There are 3 parts of defusion and we will explore each of them.
1. Noticing your difficult thoughts
This is a form of mindfulness where you are consciously aware of the difficult thoughts that enter your mind.
When we notice our thoughts, we take on the role of observer. It’s as if there are two parts of you – the part that is doing the thinking and the part that is observing the thinking.
Taking on the observer role creates some separation between you and the thought. You are not your thoughts. You are the person thinking the thoughts and the person observing the thoughts. Separation starts to create defusion.
2. Naming your thoughts
You might have heard of the expression “name it to tame it”. When we call out the thought, it can lessen its intensity. We do this without judgement because labelling our thoughts bad and good doesn’t support defusion and can actually create more fusion. We just observe them as they are.
In your mind, or out loud, try saying “I notice I’m having the thought that….”
3. Neutralising your thoughts
There are many ways you can neutralise your thoughts, and I encourage my clients to try a number of strategies to find the ones that work best for them. Neutralising takes your thoughts into a different context that disarms them.
Here are a few approaches you can experiment with, checking in with how you feel afterward to see if the thought feels less difficult (it may not go away and it may still feel somewhat uncomfortable). Please note that if a particular activity makes you feel like your thoughts are being mocked or trivialised, do not use that one.
- Imagine your difficult thought on a karaoke screen – Get really curious about how it looks on the screen. Notice the words and the letters. Imagine the bouncing ball moving across the top of them. Mentally change the font, colour and size of the letters.
- Say the difficult thought in the voice of a movie character or in a funny accent – You can do this out loud or in your head. You might need to try a few different voices to find one that supports you in defusing the thought.
- Sing the difficult thought to the tune of happy birthday or another tune that you enjoy.
- Draw a simple picture of yourself with the difficult thought in a bubble above your head – Add details to your picture such as animals or plants.
- Imagine the difficult thought dancing or jumping.
- Imagine the difficult thought coming from a radio – Notice how the words are pronounced and how they sound. Change the speed, volume and tone. Imagine turning the volume up and down.
- Imagine your difficult thought on a cloud floating about your head – Get curious about how the cloud looks and how it is moving. Is it moving fast or slow, or not at all. Does it look really fluffy? Is it big or small? It is bright white or grey?
All these neutralising approaches aim to move the difficult thought to a different context and allow you to interact with it to reduce its impact on you.
Then come back to the present moment
When you feel like the thought has been disarmed to a manageable degree, then bring your attention back to the present moment and allow yourself to be fully engaged in what you were doing or need to do next.
You can ask yourself: What is ONE thing I can do right now to move towards my goal for this time / the life that I want / the person I want to be?

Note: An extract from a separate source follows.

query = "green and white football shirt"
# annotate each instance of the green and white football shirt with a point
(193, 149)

The difficult thought can remain with you or return to you in the present moment, but when you have disarmed it using defusion it remains in the background. Remember that not all your thoughts are true, nor do they all need our full attention or need to be acted upon. They may be uncomfortable but they will come and go in their own time and you can still go about doing the things that help you live the life you want to live and be the woman you want to be.